Intervention de Loïc Kervran

Séance en hémicycle du mardi 2 mars 2021 à 15h00
Territorialisation du plan de relance

Photo issue du site de l'Assemblée nationale ou de WikipediaLoïc Kervran :

Le plan de relance peut faire encore mieux pour les ruralités. Il constitue sans doute une chance unique d'inverser un phénomène qui asphyxie peu à peu les territoires ruraux, cette concentration qui vide nos campagnes – non pas la province, mais bien la ruralité – et qui, à terme, menace la possibilité même d'y vivre. Il offre aussi l'occasion de répondre à l'immense défi démocratique induit par le sentiment croissant d'abandon des campagnes.

Certains éléments défavorables aux ruralités persistent dans la construction de France relance.
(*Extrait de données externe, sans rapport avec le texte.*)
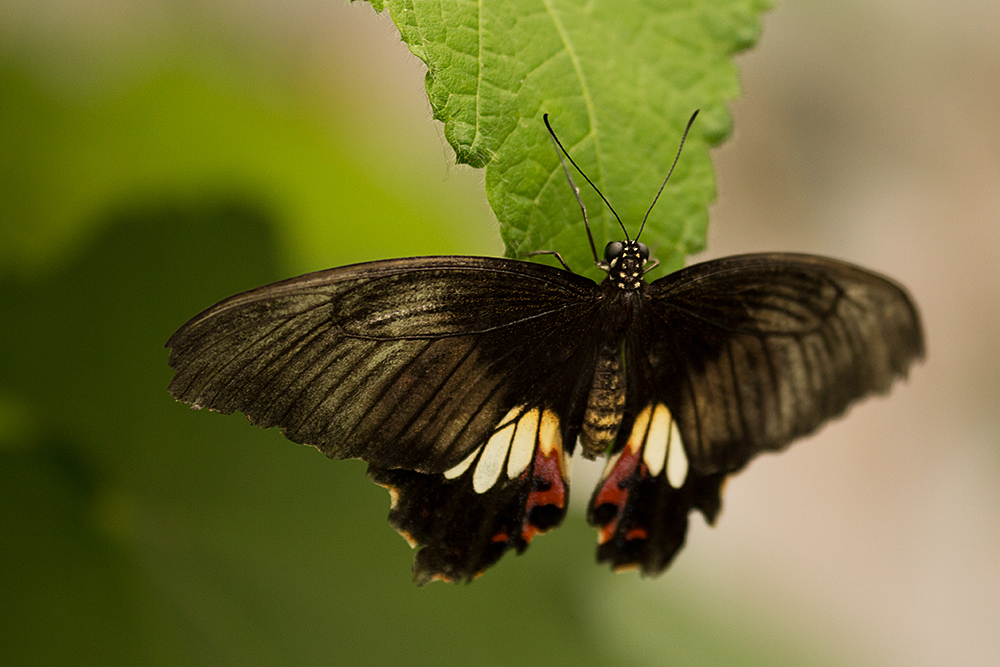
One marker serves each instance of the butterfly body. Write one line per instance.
(467, 382)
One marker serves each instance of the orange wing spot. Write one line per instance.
(637, 534)
(548, 488)
(614, 490)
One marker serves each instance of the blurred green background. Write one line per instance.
(157, 157)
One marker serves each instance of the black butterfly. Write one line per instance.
(467, 382)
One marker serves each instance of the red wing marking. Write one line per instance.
(615, 491)
(547, 488)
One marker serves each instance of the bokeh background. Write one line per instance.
(156, 157)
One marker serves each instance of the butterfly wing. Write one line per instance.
(731, 358)
(457, 378)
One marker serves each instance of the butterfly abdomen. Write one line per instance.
(605, 403)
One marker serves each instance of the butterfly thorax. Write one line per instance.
(624, 261)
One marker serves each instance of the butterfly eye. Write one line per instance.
(612, 250)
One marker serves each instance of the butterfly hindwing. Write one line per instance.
(730, 358)
(506, 491)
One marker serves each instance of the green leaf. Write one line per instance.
(619, 79)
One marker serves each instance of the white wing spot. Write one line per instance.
(549, 437)
(522, 447)
(491, 462)
(457, 471)
(677, 463)
(654, 453)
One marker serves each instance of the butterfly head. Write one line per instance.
(624, 262)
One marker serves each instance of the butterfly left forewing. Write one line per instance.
(730, 358)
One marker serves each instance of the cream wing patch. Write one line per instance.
(514, 443)
(655, 434)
Laissez-moi en citer quelques exemples pour que nous puissions y remédier ensemble. Ainsi, la combinaison d'une logique d'appel à projets avec un nombre extrêmement important de dispositifs est l'ennemie des territoires les plus défavorisés. La complexité est l'amie de ceux qui possèdent les ressources et l'ingénierie pour la lire et s'en emparer ! Ni quelques heures de secrétaire de mairie ni la meilleure volonté des sous-préfectures ne permettent de mobiliser des moyens équivalents à ceux des grandes collectivités, dotées de directions générales des services et d'équipes importantes.

Par ailleurs, les délais rapides de remise des dossiers, laissant très peu de temps entre l'appel à projets et le dépôt, défavorisent les territoires ruraux. Nous comprenons que, par essence, la relance ne puisse être renvoyée aux calendes grecques, mais il faut mesurer les difficultés que rencontrent les conseils municipaux renouvelés, installés en juillet, pour déposer dès janvier des projets complets faisant appel à la DSIL – dotation de soutien à l'investissement local – exceptionnelle.
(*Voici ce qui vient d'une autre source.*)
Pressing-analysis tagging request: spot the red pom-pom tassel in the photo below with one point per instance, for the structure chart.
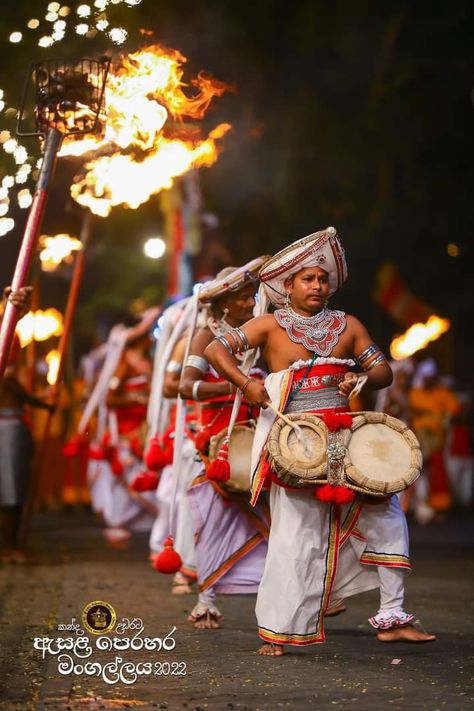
(334, 494)
(202, 439)
(136, 447)
(335, 422)
(325, 493)
(115, 464)
(169, 452)
(155, 458)
(219, 469)
(168, 561)
(346, 420)
(71, 448)
(145, 481)
(96, 451)
(343, 495)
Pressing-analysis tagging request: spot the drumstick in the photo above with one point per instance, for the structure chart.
(298, 431)
(361, 381)
(282, 416)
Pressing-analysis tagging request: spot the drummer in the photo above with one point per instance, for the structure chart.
(320, 551)
(231, 536)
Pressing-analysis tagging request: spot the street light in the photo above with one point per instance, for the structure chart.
(154, 248)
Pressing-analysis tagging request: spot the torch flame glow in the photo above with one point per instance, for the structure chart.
(52, 359)
(146, 144)
(39, 326)
(57, 249)
(418, 336)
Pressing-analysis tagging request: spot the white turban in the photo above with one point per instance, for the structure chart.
(320, 249)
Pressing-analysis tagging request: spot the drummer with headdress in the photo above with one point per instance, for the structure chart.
(231, 535)
(324, 545)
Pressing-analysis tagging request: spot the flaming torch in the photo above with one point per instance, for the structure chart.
(418, 336)
(68, 100)
(150, 137)
(57, 249)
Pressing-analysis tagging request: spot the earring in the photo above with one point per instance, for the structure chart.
(224, 314)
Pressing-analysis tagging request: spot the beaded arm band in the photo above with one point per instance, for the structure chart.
(239, 341)
(368, 353)
(380, 359)
(372, 350)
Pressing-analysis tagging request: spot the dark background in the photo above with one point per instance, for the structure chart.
(356, 115)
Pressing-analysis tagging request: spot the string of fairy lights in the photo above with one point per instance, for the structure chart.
(86, 20)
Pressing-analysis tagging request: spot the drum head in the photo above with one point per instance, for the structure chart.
(383, 455)
(240, 452)
(298, 457)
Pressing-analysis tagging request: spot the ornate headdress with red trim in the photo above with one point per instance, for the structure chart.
(320, 249)
(231, 279)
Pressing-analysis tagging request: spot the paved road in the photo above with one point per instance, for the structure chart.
(74, 567)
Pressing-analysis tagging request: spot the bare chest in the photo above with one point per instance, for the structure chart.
(281, 351)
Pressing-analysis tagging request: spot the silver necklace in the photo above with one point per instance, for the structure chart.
(318, 334)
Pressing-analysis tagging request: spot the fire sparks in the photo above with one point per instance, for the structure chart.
(57, 249)
(146, 145)
(39, 326)
(418, 336)
(52, 359)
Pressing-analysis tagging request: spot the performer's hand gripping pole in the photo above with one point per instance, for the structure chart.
(28, 244)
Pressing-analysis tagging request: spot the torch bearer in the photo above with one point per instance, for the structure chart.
(68, 97)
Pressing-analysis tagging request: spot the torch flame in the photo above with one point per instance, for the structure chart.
(39, 326)
(418, 336)
(146, 145)
(52, 359)
(57, 249)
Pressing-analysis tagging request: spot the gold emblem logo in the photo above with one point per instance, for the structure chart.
(99, 617)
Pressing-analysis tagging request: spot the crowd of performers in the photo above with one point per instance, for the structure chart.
(183, 445)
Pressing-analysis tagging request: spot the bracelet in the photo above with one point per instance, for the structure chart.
(380, 359)
(246, 384)
(368, 353)
(194, 393)
(225, 343)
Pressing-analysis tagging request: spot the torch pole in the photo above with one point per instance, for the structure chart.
(28, 244)
(62, 348)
Certaines dépenses très significatives sont également concentrées sur les zones qui se portent le mieux. À titre d'exemple, la dépense fiscale représentée par la baisse des impôts de production soutient en réalité l'existant : 2,8 milliards d'euros sont dépensés à ce titre pour l'Île-de-France, contre 364 millions pour la région Centre-Val de Loire. Au sein même de cette dernière, les départements les plus dotés sont ceux qui se portent le mieux : 119 millions sont dépensés pour le Loiret, mais trois fois moins – 40 millions – pour le Cher, et cinq fois moins – 22 millions – pour l'Indre.

Aussi, messieurs les ministres, laissez-moi vous faire quelques propositions. Pourquoi ne pas introduire une logique de discrimination positive au profit des territoires ruraux, en fléchant vers eux les relocalisations d'activités stratégiques, dans une double logique d'aménagement du territoire et de résilience nationale ? Pourquoi ne pas créer une gouvernance qui serait d'abord départementale, avant d'être nationale – avec les agences – et régionale ? Pourquoi ne pas introduire davantage de proximité et de flexibilité, en donnant aux préfets de département de réelles enveloppes ? Enfin, pourquoi ne pas investir plus massivement dans des sujets spécifiques à la ruralité, notamment dans le défi que représente un linéaire très important, couplé à un faible nombre d'habitants – défi que l'on retrouve, par exemple, pour les réseaux d'eau potable ou l'entretien des digues ? Ce serait d'autant plus pertinent que ces réseaux vieillissants, qui sont eux-mêmes le fruit d'une politique d'aménagement du territoire, sont en fin de cycle.

Enveloppes, gouvernance, sujets stratégiques… : la ruralité mérite d'être davantage priorisée. Ce faisant, nous pourrons construire un pays plus résilient. Le commissaire à la défense que je suis n'oublie pas les travaux du maréchal Foch : en concentrant nos efforts, nous facilitons le travail de l'ennemi, qu'il soit sanitaire ou militaire. Au contraire, la crise a montré que la capillarité, la proximité et la déconcentration étaient des atouts. Une France concentrée est une France fragile, qui économise des coûts individuels immédiats, mais qui fait exploser les coûts collectifs de long terme pesant sur l'environnement – artificialisation des sols, pollution – comme sur le vivre ensemble, la sécurité et la démocratie.